Rehabilitation
Inari stood in front of the two graves in front of him. Three years ago those graves had been newly set from wood made from his grandfather, with offerings fresh from the oven. His mother had those offerings made. Now the offerings were gone, picked up by squirrels and the like. The trees had not yet been overgrown, and the vines had not twined around the graves. Inari had been eight years old when the Land of Waves had been freed from the cruel hand of GatÅ, and when the Great Naruto Bridge had been built. Haku's and Zabuza's graves had not been mistreated or unkempt. The grass was not wild. Now it was. Inari stood in front of the graves now, tall and sturdy from his two years of apprenticeship with his grandfather. A pang of guilt overwhelmed him. Naruto hadn't asked him to keep the graves in good condition, but Inari should have. After all, hadn't the heroes died from their sacrifice at the same bridge where they met their end? Inari crouched down to meet the grave's height. The two crosses were still firm, not yet decaying from the rain and snow that would come. Inari's grandfather had said that the snows would be coming soon, leaving the Land of Fire in a land of snow.
"That has never happened before in my sixty-one years." Times are changing, Inari thought while continuing to stare at the graves before him. The scarf that Haku had worn was still there, flowing in the wind. The sword that Zabuza had carried was again buried in the ground. Inari remembered finding it missing after he stopped to say goodbye to the markers after he and his grandfather heard that Konohagakure was attacked and destroyed. They were about to go there to help rebuild, and now the sword was here again. Inari wasn't certain how it ended up there; it just had. The shinobi village of Konohagakure had been rebuilt again, and Inari was sad to say goodbye to his friends Naruto, Sakura, and Sasuke. A war had been going on without Inari knowing it. Many shinobi had died, Naruto had told him sadly, including the Godaime Hokage. Inari had seen her statue from afar, and had been pleased that a woman had been selected as the champion of Naruto's village. She had died healing the other Kage from their wounds, not healing her own and dying in peace. "Kanojo wa eyuu," Sakura had uttered somberly with tears silently dripping down her face. She was a hero, Sakura had said, and the other Kage had survived because of her sacrifice. Without her, the war had not been won. Although details had not been explained, Sasuke had returned to Konohagakure as a hero as well. The dark-haired shinobi had helped Naruto defeat the enemies of the war in the end. Inari had told them all that he would visit their village again one day.
Now Inari focused on the present, leaving the memories behind. Sasuke had told him that he had visited the Land of Waves briefly and explained the reason for the absence of Zabuza's sword. "A friend of mine used it," he had said. It was he who explained who the graves belonged to. I didn't hear him say it, but he was disappointed that the graves were in that condition from what he saw. Inari remembered the vow that he had told himself. He would repair the graves back to where the graves had been three years ago.

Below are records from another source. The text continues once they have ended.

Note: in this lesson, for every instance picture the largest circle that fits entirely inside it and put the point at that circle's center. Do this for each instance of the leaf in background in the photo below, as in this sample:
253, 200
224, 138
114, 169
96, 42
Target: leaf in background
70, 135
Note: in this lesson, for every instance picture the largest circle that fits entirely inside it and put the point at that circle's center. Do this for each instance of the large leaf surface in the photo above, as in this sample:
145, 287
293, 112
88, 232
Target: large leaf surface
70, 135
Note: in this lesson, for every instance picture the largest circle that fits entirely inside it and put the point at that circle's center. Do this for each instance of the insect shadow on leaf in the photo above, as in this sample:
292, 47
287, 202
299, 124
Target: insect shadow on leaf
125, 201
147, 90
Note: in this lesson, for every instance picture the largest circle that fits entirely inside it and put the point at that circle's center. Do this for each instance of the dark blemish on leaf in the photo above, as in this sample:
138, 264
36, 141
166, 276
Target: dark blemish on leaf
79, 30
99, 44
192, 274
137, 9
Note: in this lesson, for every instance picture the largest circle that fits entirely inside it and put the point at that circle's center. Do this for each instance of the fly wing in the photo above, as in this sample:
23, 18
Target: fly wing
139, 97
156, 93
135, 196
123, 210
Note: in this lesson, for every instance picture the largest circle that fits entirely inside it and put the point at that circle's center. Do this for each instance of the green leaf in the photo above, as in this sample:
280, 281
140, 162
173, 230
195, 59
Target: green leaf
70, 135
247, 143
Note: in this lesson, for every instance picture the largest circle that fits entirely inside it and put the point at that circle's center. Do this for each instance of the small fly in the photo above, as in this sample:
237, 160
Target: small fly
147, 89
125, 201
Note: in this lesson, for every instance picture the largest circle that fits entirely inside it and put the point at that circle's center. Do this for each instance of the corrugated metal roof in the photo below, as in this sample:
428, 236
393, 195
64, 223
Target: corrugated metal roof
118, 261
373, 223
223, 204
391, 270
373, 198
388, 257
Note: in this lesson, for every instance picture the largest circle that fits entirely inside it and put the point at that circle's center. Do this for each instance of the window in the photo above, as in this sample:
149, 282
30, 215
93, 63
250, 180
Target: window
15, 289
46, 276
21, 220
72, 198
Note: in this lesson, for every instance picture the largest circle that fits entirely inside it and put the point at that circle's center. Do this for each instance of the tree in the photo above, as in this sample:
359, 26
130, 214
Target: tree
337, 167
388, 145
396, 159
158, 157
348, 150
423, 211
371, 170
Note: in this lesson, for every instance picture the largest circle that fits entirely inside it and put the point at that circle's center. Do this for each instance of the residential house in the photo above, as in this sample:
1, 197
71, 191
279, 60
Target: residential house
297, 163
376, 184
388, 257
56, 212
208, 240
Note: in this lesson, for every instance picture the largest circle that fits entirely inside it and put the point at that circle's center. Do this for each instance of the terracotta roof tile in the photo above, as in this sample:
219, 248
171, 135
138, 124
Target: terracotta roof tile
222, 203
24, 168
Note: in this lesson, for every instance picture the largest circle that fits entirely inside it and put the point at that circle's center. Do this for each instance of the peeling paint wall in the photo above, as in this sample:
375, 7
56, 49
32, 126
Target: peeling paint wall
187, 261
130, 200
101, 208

It was tough work at first. Inari pulled the vines from the graves and trimmed the grass. His arms grew strong from the hard toil. His family openly asked him what he was doing during the long days in the afternoon, but Inari had kept silent. He didn't want his mother or his grandfather to know. The graves' surroundings had begun to look neat and trim again when he saw a butterfly land on Haku's grave. Inari had smiled, thinking that the graves were now where they should be. He had trimmed the grass down till offerings could be made. The pre-teen was surprised when he found offerings, similar to those his mother made, near the two graves. Flowers too were steadily planted, daffodils and lilies that blew in the soft wind. Inari never stopped coming to the graves. The place somehow gave him solace when the humming of making wood couldn't. There had been a girl who had tried to wear Haku's scarf a year after the war, but Inari had given her a stern lecture about how sacred the gravesite and its surroundings were. By then his family knew what he had been doing that long year. A couple of his friends found it funny that a twelve year old boy spent his time tending to graves that didn't need to be attended to. But to Inari, the graves didn't just represent the bodies that were buried four years ago. It represented the fact that shinobi made sacrifices every day and that some of them died from their sacrifices, in Konohagakure and beyond, that people didn't understand in the Land of Waves. When Naruto had been selected as the Rukodaime Hokage a year later, Inari had stood in front of the graves of Haku and Zabuza before him. He knew that they would want to know that the shinobi they believed in had achieved his dream. Naruto had told him that they believed in him. I believe in you too, Naruto. Just as my grandfather did. His grandfather had unexpectedly died earlier that week, and it had been a bittersweet moment when Naruto became Hokage, something Inari's grandfather would never see. Like before, the gravesite soothed his grief and Inari knew that somewhere, in the afterlife, the Kirigakure shinobi and his grandfather were smiling. Around that time, the gravesite attained a name. It became well known beyond the Land of Waves. Its name was Shinsetsu no Inari. It became known as Inari's Kindness.